SNV pig feed project exceeds targets
Launched in 2016 and completed in September 2018, the pig feed project (funded by the Australian Aid) aimed to increase the income of 42,000 pig smallholders by 30%, and develop the pig feed distribution channel up to of 79 reseller agents. The project focused on the four Indonesian districts of Kupang, Timor Tengah Selatan (TTS), Timor Tengah Utara (TTU), and Belu.
At project completion, 54,000 pig smallholders gained access to improved quality feeds. They also acquired better knowledge on good rearing practices (GRP) after receiving training from pig feed sales agents. As a result, smallholders applying these practices saw their income almost double from IDR 1,780,000 (€ 102) to almost double to IDR 3,381,000 (€ 195), for every rearing cycle (approximately 6 months).

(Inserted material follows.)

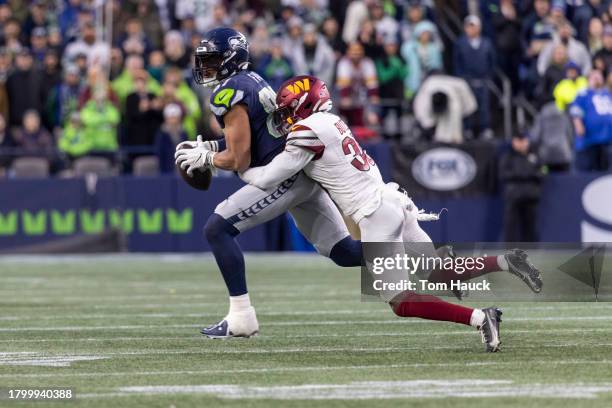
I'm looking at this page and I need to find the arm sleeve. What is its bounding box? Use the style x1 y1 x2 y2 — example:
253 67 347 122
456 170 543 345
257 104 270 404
241 145 315 190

Based on an assessment, the project delivered beyond its initial targets:
- 54,000 male and female farmers benefitted from the project’s activities, 126% higher than the projected 42,000;
- 76,410 women were involved in the project overall, 54% more than the expected number of 42,450 women;
- 164 agents and retailers joined the project, 208% higher than the intended 79;
- More than 141,500 smallholders gained access to innovations, 189% higher than the intended 75,000; and
- IDR 171 billion (€ 9.9 million) turnover for agents and retailers, 138% higher than the intended IDR 123 billion (€ 7.1 million).

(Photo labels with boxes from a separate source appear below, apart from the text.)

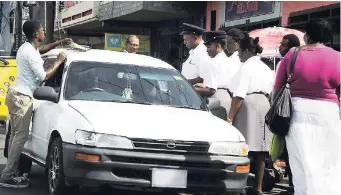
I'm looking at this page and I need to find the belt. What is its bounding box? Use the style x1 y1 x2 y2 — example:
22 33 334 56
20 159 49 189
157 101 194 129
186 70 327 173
218 88 233 98
9 88 32 99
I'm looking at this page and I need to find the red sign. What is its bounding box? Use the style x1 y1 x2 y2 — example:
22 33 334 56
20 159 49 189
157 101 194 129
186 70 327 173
225 1 275 21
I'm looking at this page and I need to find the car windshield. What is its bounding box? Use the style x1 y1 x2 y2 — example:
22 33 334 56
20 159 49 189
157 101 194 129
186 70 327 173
64 61 207 110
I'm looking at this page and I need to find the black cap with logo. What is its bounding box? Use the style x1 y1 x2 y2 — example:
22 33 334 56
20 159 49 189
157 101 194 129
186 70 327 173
204 31 227 45
180 23 205 36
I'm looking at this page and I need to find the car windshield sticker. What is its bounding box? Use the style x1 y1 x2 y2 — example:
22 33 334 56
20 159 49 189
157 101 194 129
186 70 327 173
173 75 183 81
122 71 134 101
157 81 168 93
140 73 174 81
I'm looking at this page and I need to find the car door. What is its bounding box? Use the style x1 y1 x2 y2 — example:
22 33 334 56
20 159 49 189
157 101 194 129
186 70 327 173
24 57 56 162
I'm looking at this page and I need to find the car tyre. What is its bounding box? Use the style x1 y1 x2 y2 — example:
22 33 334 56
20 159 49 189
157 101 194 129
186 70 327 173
46 137 67 195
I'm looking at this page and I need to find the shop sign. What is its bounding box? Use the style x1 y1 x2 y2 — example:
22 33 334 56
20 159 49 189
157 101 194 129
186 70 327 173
104 33 150 55
225 1 275 21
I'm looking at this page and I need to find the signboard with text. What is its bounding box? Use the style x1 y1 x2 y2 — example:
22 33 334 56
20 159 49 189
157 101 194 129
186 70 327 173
225 1 275 21
104 33 150 55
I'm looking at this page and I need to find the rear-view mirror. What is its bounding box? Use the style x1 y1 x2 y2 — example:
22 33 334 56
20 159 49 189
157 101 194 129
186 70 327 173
117 72 137 80
206 98 220 110
33 86 58 103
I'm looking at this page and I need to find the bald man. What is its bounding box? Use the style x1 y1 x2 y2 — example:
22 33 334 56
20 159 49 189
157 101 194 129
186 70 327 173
123 35 140 53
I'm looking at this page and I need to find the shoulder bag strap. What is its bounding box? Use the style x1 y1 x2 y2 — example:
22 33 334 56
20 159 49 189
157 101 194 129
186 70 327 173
287 47 300 84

Private sector cooperation
“One of the project’s key success came from SNV’s facilitation of the activities that market actors conducted within the value chain,” explained Sutresniwati, SNV project manager.
SNV established partnerships with four private sector feed companies: PT Cargill Indonesia, PT Sierad Produce, PT Malindo Feedmill, PT Sinar Terang Madani, as well with the pharmaceutical company PT Medion. SNV provided the companies with advice on marketing and how they could strengthen their distribution network. As a result, these companies made the combined investment of IDR 1.9 billion (€ 109,000) to strengthen their distribution channels, provide promotion materials to resellers, organise training workshops, and establish demo-plots. SNV also increased distribution agents’ knowledge on business development and good pig rearing practices.

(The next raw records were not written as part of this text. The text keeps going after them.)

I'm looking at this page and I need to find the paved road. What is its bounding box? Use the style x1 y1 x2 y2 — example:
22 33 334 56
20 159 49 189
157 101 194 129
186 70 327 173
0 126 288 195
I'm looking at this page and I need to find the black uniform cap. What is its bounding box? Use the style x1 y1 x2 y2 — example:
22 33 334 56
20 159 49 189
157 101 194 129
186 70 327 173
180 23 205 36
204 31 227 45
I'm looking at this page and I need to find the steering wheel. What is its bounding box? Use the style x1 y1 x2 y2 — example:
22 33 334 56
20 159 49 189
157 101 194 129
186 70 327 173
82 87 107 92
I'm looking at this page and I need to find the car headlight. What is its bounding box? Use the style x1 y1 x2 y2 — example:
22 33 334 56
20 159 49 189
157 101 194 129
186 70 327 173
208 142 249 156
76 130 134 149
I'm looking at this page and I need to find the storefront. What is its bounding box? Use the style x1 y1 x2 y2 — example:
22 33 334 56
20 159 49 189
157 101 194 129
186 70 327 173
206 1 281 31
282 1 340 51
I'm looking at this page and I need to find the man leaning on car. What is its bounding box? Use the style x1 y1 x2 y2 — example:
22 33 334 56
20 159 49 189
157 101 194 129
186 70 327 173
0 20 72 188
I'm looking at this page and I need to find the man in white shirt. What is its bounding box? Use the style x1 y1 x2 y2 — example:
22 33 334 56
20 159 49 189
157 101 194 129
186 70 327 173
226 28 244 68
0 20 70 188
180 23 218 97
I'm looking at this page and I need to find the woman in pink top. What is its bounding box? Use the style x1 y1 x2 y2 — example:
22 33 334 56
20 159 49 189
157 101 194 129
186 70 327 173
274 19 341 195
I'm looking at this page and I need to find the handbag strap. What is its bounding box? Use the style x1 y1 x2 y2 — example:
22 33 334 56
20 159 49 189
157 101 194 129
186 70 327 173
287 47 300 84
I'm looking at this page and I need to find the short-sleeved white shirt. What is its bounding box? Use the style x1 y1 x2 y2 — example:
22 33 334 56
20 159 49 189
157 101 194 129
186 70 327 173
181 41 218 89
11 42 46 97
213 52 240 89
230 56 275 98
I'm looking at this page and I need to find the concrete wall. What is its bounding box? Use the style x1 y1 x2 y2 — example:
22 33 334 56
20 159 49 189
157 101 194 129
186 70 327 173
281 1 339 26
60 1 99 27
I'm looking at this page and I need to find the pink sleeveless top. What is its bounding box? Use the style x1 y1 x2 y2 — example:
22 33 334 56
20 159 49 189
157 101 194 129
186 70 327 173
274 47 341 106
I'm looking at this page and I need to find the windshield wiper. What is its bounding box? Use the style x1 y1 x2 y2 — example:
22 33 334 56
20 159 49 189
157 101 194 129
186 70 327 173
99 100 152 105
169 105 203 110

Nikson Bilik (in the back) with SNV representatives and trainers.
Nikson Bilik (56 yo) for example became a new pig feed agent in the TTS District. He started his business in March 2018. A few months after joining the SNV project, he realised a monthly sales of IDR 80-100 million (€ 4,700–5,700). He is not alone. In total, 28 male and female agents and 213 male and female village promotors have benefitted from this project. Ibu Yance (45 yo) is a female pig smallholder, also from the TTS District. She rears three pigs. Before engaging in the project, she fed her pigs leftovers or left them to forage in her backyard. Whenever she wanted to provide them with proper feed, she had to travel to the district’s capital. Now she can buy fodder from Nikson. “I used to spend a considerable amount of money and time to make trips to the capital” she recollects. “Now, when I need to get pig feed, I can buy it whenever I need it from Nikson Bilik’s kiosk. It is just a few feet away!”
From aid to trade
With funding agencies increasingly shifting their focus from aid to trade SNV Agriculture Sector Leader in Indonesia Rizki Pandu Permana explained that this project showcases the effectiveness of an inclusive business and Markets for the Poor (M4P) approach. As the PRISMA project demonstrated, such approaches can support poverty reduction and value chain development activities, as part of private sector business models. He added that the SNV project has successfully promoted growth for all through the value chain.